He described the work of the committee as urgent in ordering Eastman to cough up the records, but now will have to look through this tranche of documents. The committee has questioned whether Eastman was actually acting as Trump’s lawyer that early, making his claim for attorney-client privilege at that point moot. Carter’s determination that Eastman was eventually Trump’s attorney puts all this in the chunk of stuff that needs to be reviewed page by page.
Ultimately, though, Eastman now has 3,200 documents that he refuses to turn over, which is not suspicious at all.

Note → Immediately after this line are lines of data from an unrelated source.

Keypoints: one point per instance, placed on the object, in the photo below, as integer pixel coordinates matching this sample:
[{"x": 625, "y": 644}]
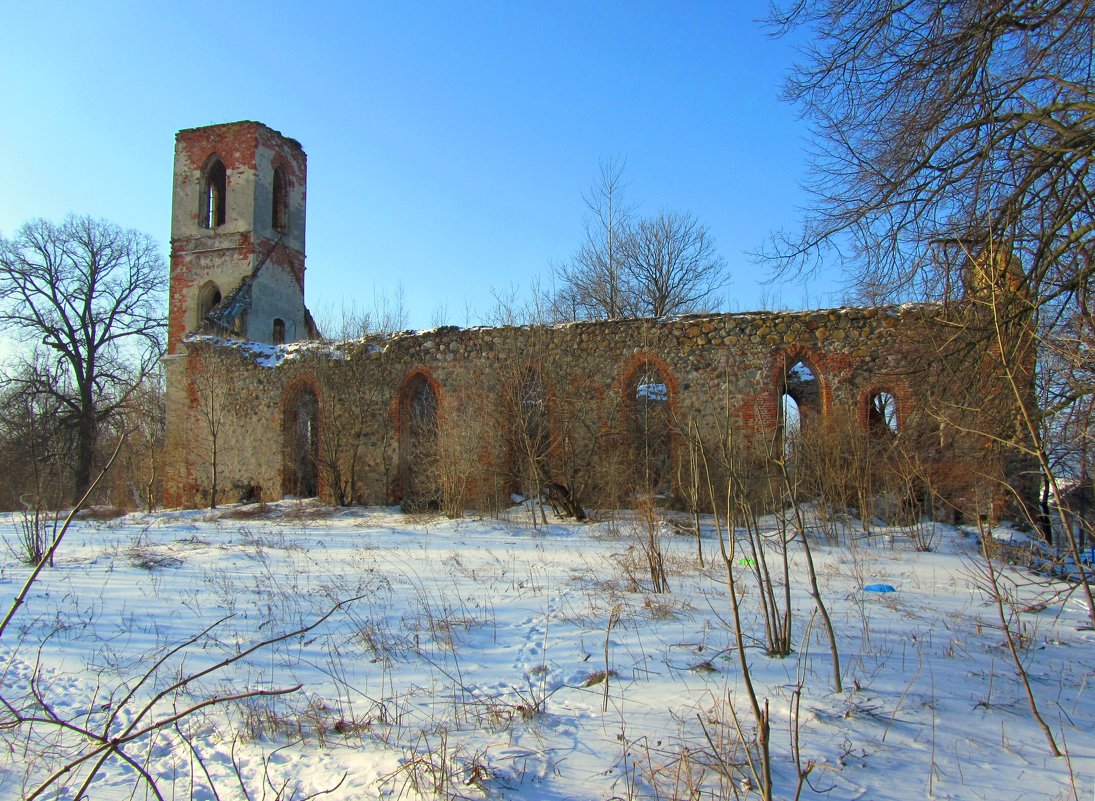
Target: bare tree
[
  {"x": 955, "y": 157},
  {"x": 92, "y": 293},
  {"x": 592, "y": 280}
]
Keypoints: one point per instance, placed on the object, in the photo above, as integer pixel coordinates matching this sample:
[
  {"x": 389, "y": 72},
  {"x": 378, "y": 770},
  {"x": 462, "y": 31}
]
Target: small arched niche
[
  {"x": 649, "y": 424},
  {"x": 418, "y": 467},
  {"x": 208, "y": 298},
  {"x": 882, "y": 414},
  {"x": 214, "y": 210},
  {"x": 279, "y": 211}
]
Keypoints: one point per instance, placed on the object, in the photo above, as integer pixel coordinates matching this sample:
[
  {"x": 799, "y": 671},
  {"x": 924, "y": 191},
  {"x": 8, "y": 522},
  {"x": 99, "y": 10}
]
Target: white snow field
[{"x": 472, "y": 664}]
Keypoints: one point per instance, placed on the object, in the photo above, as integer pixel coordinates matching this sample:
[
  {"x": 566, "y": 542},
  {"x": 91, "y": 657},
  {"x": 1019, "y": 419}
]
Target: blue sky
[{"x": 449, "y": 143}]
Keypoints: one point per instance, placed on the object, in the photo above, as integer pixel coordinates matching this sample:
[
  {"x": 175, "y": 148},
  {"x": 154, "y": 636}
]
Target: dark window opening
[
  {"x": 650, "y": 424},
  {"x": 215, "y": 195},
  {"x": 301, "y": 443},
  {"x": 418, "y": 459},
  {"x": 280, "y": 210},
  {"x": 799, "y": 403}
]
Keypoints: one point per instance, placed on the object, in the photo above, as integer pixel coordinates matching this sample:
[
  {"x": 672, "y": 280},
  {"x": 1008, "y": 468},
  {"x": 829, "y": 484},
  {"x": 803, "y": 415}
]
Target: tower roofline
[{"x": 206, "y": 129}]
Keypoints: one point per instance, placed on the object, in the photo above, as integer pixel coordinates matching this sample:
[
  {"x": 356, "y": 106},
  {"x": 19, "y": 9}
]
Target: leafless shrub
[
  {"x": 37, "y": 530},
  {"x": 434, "y": 767}
]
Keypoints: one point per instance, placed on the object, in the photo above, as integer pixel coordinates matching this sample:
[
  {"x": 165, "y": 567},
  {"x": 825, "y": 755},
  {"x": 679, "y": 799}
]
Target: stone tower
[
  {"x": 238, "y": 235},
  {"x": 237, "y": 268}
]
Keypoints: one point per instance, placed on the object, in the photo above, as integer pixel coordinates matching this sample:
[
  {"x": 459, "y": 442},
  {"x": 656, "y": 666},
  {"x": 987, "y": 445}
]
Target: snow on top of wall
[{"x": 273, "y": 355}]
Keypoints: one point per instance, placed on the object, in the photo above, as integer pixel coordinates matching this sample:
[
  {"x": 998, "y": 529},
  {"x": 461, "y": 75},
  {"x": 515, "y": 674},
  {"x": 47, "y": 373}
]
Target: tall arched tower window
[
  {"x": 300, "y": 440},
  {"x": 650, "y": 424},
  {"x": 418, "y": 467},
  {"x": 279, "y": 219},
  {"x": 214, "y": 194}
]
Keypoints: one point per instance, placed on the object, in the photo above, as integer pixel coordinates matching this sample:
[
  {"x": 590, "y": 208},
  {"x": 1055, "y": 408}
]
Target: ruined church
[{"x": 596, "y": 413}]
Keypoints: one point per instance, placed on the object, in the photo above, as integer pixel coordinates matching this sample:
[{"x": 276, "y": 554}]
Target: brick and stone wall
[{"x": 718, "y": 371}]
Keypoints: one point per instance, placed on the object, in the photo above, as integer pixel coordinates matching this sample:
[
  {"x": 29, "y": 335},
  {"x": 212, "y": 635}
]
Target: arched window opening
[
  {"x": 882, "y": 414},
  {"x": 529, "y": 434},
  {"x": 280, "y": 209},
  {"x": 791, "y": 425},
  {"x": 208, "y": 298},
  {"x": 301, "y": 443},
  {"x": 418, "y": 468},
  {"x": 648, "y": 394},
  {"x": 214, "y": 194}
]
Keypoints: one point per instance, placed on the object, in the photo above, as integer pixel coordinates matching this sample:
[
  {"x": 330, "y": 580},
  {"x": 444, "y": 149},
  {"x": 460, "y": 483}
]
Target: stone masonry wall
[{"x": 716, "y": 368}]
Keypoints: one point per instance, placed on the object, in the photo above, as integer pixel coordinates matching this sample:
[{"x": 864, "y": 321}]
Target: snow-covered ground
[{"x": 472, "y": 664}]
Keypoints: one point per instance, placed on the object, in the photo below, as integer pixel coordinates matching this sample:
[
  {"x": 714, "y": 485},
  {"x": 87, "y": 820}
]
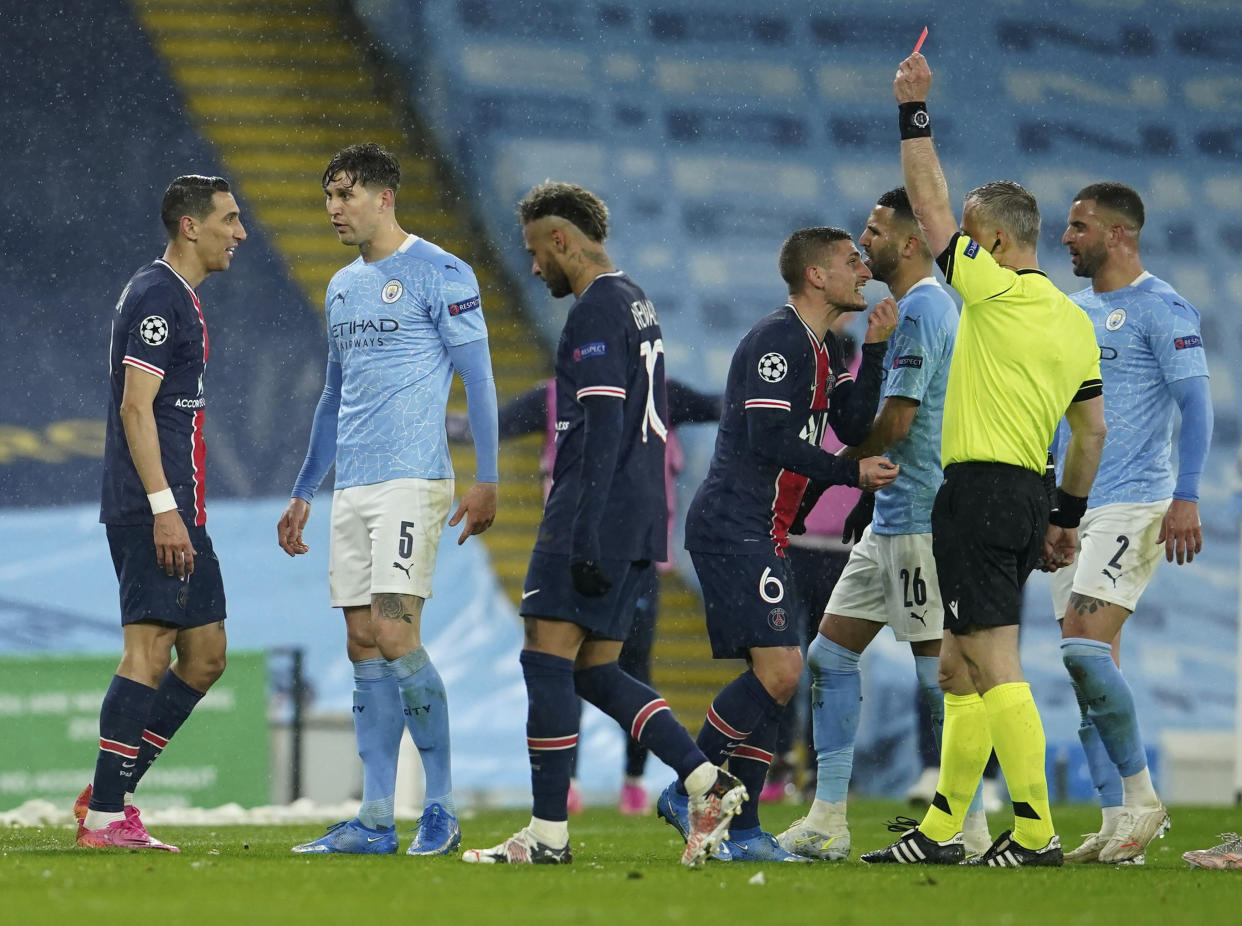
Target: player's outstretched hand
[
  {"x": 589, "y": 579},
  {"x": 858, "y": 518},
  {"x": 1060, "y": 546},
  {"x": 478, "y": 508},
  {"x": 1180, "y": 531},
  {"x": 876, "y": 473},
  {"x": 913, "y": 80},
  {"x": 882, "y": 320},
  {"x": 173, "y": 549},
  {"x": 288, "y": 529}
]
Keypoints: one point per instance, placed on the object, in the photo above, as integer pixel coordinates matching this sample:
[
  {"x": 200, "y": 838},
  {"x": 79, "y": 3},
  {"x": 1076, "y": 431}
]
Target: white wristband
[{"x": 162, "y": 500}]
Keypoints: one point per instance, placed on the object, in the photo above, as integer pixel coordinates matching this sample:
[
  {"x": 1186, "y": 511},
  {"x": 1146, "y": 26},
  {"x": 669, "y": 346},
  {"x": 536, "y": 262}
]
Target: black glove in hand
[
  {"x": 589, "y": 579},
  {"x": 858, "y": 518}
]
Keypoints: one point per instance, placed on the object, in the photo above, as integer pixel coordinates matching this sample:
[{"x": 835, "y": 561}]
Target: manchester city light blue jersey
[
  {"x": 1149, "y": 338},
  {"x": 389, "y": 327},
  {"x": 917, "y": 366}
]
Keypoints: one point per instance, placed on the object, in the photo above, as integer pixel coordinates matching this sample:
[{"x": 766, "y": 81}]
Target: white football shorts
[
  {"x": 384, "y": 539},
  {"x": 891, "y": 579},
  {"x": 1117, "y": 555}
]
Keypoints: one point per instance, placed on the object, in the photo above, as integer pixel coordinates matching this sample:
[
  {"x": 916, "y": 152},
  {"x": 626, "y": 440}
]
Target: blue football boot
[
  {"x": 673, "y": 807},
  {"x": 439, "y": 833},
  {"x": 353, "y": 837},
  {"x": 756, "y": 845}
]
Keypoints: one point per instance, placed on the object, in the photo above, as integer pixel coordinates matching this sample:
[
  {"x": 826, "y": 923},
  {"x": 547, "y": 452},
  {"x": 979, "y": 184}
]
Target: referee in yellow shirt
[{"x": 1025, "y": 356}]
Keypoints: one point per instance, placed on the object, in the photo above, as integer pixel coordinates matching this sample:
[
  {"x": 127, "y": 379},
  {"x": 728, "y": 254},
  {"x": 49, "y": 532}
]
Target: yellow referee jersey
[{"x": 1024, "y": 353}]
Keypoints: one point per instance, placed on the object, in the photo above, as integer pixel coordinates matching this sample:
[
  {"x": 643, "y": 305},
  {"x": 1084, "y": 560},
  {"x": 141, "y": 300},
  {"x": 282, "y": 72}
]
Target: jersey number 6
[{"x": 770, "y": 587}]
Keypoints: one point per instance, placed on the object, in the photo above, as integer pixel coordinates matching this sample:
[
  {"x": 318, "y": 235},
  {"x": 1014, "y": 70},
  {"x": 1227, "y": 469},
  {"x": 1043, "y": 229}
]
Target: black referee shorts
[{"x": 988, "y": 528}]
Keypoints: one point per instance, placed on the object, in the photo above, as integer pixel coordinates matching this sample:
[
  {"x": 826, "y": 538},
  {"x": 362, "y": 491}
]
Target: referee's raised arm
[{"x": 920, "y": 166}]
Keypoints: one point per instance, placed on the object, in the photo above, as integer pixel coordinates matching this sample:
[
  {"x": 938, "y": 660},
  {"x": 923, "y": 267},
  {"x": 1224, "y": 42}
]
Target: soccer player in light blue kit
[
  {"x": 1151, "y": 360},
  {"x": 400, "y": 319},
  {"x": 891, "y": 577}
]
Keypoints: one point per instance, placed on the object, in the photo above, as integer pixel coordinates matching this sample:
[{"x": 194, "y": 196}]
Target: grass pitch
[{"x": 625, "y": 872}]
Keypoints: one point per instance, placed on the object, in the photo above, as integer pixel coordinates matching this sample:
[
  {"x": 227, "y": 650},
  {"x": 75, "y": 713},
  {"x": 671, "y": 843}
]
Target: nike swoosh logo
[{"x": 825, "y": 844}]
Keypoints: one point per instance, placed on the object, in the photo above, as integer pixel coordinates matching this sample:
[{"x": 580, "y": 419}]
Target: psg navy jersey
[
  {"x": 748, "y": 500},
  {"x": 611, "y": 346},
  {"x": 158, "y": 328}
]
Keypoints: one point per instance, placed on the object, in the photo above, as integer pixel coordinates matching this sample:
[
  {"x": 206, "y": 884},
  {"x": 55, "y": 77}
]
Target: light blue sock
[
  {"x": 928, "y": 669},
  {"x": 426, "y": 716},
  {"x": 378, "y": 728},
  {"x": 1109, "y": 705},
  {"x": 836, "y": 704}
]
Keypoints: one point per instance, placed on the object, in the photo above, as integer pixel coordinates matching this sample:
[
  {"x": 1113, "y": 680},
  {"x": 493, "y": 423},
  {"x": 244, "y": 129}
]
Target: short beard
[{"x": 1089, "y": 262}]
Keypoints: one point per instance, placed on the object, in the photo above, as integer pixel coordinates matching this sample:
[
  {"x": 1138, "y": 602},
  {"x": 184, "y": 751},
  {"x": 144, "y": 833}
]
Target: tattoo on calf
[
  {"x": 1084, "y": 603},
  {"x": 390, "y": 607}
]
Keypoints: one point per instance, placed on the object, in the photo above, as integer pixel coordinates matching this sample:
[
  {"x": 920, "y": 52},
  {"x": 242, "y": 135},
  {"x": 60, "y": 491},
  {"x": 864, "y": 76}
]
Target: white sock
[
  {"x": 552, "y": 833},
  {"x": 701, "y": 780},
  {"x": 825, "y": 816},
  {"x": 98, "y": 819},
  {"x": 1138, "y": 791}
]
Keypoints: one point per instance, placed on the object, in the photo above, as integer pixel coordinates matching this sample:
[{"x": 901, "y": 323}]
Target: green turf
[{"x": 625, "y": 870}]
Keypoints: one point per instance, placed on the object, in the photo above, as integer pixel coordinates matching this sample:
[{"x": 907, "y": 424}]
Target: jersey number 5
[{"x": 651, "y": 351}]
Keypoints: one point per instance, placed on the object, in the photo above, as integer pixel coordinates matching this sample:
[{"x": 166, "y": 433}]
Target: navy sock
[
  {"x": 172, "y": 705},
  {"x": 122, "y": 719},
  {"x": 733, "y": 716},
  {"x": 642, "y": 714},
  {"x": 750, "y": 762},
  {"x": 552, "y": 730}
]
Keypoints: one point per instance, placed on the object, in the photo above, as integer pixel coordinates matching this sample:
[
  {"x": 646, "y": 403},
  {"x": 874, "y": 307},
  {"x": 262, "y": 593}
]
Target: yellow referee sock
[
  {"x": 964, "y": 752},
  {"x": 1017, "y": 735}
]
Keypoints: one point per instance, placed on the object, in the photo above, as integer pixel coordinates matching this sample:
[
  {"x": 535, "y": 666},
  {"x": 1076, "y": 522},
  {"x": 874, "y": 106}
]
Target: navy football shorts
[
  {"x": 549, "y": 593},
  {"x": 750, "y": 601},
  {"x": 149, "y": 593},
  {"x": 988, "y": 528}
]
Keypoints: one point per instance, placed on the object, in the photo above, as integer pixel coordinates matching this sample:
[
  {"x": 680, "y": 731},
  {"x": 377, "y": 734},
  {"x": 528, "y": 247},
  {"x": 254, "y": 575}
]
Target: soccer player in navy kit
[
  {"x": 155, "y": 510},
  {"x": 401, "y": 318},
  {"x": 786, "y": 382},
  {"x": 604, "y": 525}
]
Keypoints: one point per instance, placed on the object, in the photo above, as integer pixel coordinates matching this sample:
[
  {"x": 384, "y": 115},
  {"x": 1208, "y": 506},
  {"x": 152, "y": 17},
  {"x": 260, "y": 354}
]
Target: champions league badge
[
  {"x": 773, "y": 368},
  {"x": 153, "y": 330},
  {"x": 391, "y": 291}
]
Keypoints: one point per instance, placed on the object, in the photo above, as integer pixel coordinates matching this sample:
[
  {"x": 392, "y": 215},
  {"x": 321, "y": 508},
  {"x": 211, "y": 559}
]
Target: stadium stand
[
  {"x": 713, "y": 130},
  {"x": 101, "y": 143}
]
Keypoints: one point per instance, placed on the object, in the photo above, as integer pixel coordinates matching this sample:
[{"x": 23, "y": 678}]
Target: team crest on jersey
[
  {"x": 153, "y": 330},
  {"x": 773, "y": 366},
  {"x": 391, "y": 291}
]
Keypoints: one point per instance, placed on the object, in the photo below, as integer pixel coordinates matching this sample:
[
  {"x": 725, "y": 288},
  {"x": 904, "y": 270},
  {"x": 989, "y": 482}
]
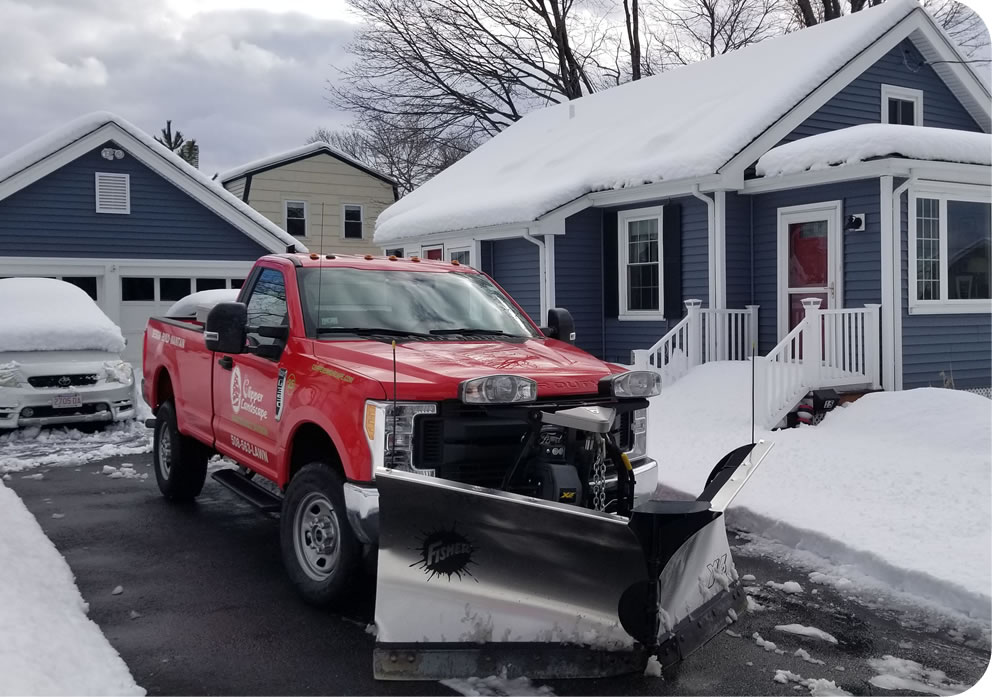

“Defendants made no objection to Dr. Eastman’s claims of privilege over 643 documents totaling 3,006 pages, but did object to every claim of attorney-client privilege and work-product protection that Dr. Eastman asserted with respect to his representation of former President Trump and/or his campaign committee,” Eastman’s attorney, Charles Burnham, wrote in this request to Carter. “Those 3,264 documents, totaling 37,650 pages, have therefore been submitted for in camera inspection.”
This is a delaying tactic as much as anything else. Meanwhile, Eastman is still at it. He took his “alternate electors” show on the road last month to Wisconsin, pressuring the legislature to decertify the election results.
This is a legal argument Eastman has been working on since 2000 when he helped the Florida Republican Party formulate a plan to steal that election for George W. Bush. Ultimately, the U.S. Supreme Court stepped in to do that dirty work, so he didn’t get to put the plan in action. By the way, the current Supreme Court has three justices—Chief Justice John Robert Roberts, Brett Kavanaugh, and Amy Coney Barrett—who were in on that Bush conspiracy in Florida.
Back to the present: The good news is Carter has already shown he’s not particularly willing to countenance Eastman’s claims. The bad part is that the process demands he consider them, and that’s going to eat up more time.